The new appointed board’s chairman, Don Horner, has made numerous though unspecific references to audits since he was tapped by the governor in March, and even established an audit committee as one of his first acts as chairman. He declined to go into detail about what the audit committee would do, telling Civil Beat in an email, “I prefer to work through the audit committee, not media.”
True to his word, he began clarifying his intentions at the audit committee’s inaugural meeting on May 17.
The audit committee passed a charter document outlining its mission and duties. Its purpose is to provide
…oversight assistance to the Department of Education’s Board of
Education (“BOE”) in fulfilling their responsibilities relating to:
B. The DOE’s compliance with legal and regulatory requirements;
C. The qualifications, independence and performance of the external auditors;
D. Monitoring the performance of the DOE’s internal audit activities; and
E. The business practices and ethical standards of the DOE.
The committee’s actual practices and procedures will “remain flexible,” the document states, but will be designed to ensure that the Department of Education fulfills all its requirements with integrity:
Risk assessment process.
Accounting and financial reporting process.

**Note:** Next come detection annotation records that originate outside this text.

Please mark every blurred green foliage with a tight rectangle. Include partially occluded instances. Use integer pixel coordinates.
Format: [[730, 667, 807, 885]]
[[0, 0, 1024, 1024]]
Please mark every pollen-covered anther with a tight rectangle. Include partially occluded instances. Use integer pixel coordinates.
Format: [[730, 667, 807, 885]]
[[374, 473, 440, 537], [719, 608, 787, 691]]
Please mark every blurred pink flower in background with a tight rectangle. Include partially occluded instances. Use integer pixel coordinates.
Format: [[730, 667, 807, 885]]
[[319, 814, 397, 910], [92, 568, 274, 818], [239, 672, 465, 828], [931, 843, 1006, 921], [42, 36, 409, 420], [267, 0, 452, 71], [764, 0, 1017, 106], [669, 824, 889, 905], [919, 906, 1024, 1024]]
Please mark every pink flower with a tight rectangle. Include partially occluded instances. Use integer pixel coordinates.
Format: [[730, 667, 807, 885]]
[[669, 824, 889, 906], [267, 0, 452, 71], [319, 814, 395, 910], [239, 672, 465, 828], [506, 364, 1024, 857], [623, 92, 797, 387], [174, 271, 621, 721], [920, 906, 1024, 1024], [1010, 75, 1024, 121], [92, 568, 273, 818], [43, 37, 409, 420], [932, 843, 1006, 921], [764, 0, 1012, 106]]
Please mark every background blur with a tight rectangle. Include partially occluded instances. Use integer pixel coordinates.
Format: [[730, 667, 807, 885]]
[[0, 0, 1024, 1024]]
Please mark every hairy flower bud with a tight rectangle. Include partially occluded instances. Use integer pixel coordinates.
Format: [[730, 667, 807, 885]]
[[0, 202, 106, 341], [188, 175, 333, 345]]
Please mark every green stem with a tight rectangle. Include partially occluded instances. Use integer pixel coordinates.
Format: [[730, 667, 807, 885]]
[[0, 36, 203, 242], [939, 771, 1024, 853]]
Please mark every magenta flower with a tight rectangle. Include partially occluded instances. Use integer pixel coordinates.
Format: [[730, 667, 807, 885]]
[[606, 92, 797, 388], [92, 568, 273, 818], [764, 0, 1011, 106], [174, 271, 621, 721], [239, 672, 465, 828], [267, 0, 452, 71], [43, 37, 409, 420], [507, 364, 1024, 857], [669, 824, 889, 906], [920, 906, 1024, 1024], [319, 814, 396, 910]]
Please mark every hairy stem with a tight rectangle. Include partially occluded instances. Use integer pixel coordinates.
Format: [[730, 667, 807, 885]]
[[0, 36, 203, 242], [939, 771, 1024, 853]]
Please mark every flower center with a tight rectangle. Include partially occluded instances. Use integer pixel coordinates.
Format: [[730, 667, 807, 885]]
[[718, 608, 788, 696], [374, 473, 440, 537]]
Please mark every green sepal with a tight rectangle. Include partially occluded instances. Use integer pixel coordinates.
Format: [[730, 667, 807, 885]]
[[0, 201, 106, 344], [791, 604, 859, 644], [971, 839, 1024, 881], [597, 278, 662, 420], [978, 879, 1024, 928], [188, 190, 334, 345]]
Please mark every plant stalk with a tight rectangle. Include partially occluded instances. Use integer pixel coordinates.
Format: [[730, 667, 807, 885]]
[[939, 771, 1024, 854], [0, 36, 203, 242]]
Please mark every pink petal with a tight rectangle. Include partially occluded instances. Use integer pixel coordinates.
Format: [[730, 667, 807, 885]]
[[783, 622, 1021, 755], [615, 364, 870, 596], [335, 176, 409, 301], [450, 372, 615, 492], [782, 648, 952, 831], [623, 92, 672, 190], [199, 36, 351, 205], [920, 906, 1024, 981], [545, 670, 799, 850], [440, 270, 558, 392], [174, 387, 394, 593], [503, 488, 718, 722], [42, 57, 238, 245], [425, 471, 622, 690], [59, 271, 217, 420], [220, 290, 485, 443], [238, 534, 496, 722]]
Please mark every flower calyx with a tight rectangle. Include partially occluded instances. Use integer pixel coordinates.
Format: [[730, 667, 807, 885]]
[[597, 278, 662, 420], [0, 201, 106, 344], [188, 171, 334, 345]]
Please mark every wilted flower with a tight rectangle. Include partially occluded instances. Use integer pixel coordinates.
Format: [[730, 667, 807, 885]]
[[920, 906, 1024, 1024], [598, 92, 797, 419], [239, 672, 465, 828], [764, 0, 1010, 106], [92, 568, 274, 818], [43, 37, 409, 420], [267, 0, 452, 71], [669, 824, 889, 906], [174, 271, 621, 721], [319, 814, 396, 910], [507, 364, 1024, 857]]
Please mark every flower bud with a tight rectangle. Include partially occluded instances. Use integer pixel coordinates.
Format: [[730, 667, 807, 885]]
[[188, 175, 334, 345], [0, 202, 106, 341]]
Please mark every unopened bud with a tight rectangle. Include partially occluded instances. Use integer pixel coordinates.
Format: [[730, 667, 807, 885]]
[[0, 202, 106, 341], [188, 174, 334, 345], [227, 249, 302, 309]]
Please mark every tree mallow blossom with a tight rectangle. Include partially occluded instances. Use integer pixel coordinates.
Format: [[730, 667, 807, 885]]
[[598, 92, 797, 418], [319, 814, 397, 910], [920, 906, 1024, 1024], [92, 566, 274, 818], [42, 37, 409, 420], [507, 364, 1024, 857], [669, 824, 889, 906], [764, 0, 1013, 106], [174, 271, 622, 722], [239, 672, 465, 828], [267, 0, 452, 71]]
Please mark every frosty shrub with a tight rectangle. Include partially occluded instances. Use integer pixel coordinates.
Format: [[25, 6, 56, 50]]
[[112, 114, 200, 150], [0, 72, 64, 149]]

Internal and external auditing.
Other compliance programs.
The audit committee will begin by reviewing a lot of the policies and processes in place. In its first meeting, it commissioned two task forces: One to investigate Board of Education policies and another to examine state statutes.
Horner said his goal is to identify statutes that need to be amended or eliminated, and present the changes in a single omnibus bill during the next legislative session.
One interesting thing about the newly adopted charter document is that in addition to saying what the committee can do, it also establishes what it can’t do. It tells us that the audit committee will not be planning or conducting audits or determining for itself the accuracy of financial statements.
“My goal is to push further and to delegate authority,” Horner told Civil Beat. “It is only fair if we ask the superintendent to take responsibility, that we give her authority. With that authority comes an obligation to accountability and transparency.”
Toward that end, he said, he has asked Superintendent Kathryn Matayoshi to present a more comprehensive strategic plan for the Department of Education than the one approved earlier this year by the appointed board’s predecessors. Voters in November tossed out the elected board and replaced it with one appointed by the governor.
“In my opinion, that was not a strategic plan,” Horner said. “I said that in an open forum at the meeting that it’s a very important set of objectives, but those need to be tied to strategies and tactics. It’s one thing to set an objective three years from now, but the board is also concerned with milestones and the process gone through to achieve those objectives.”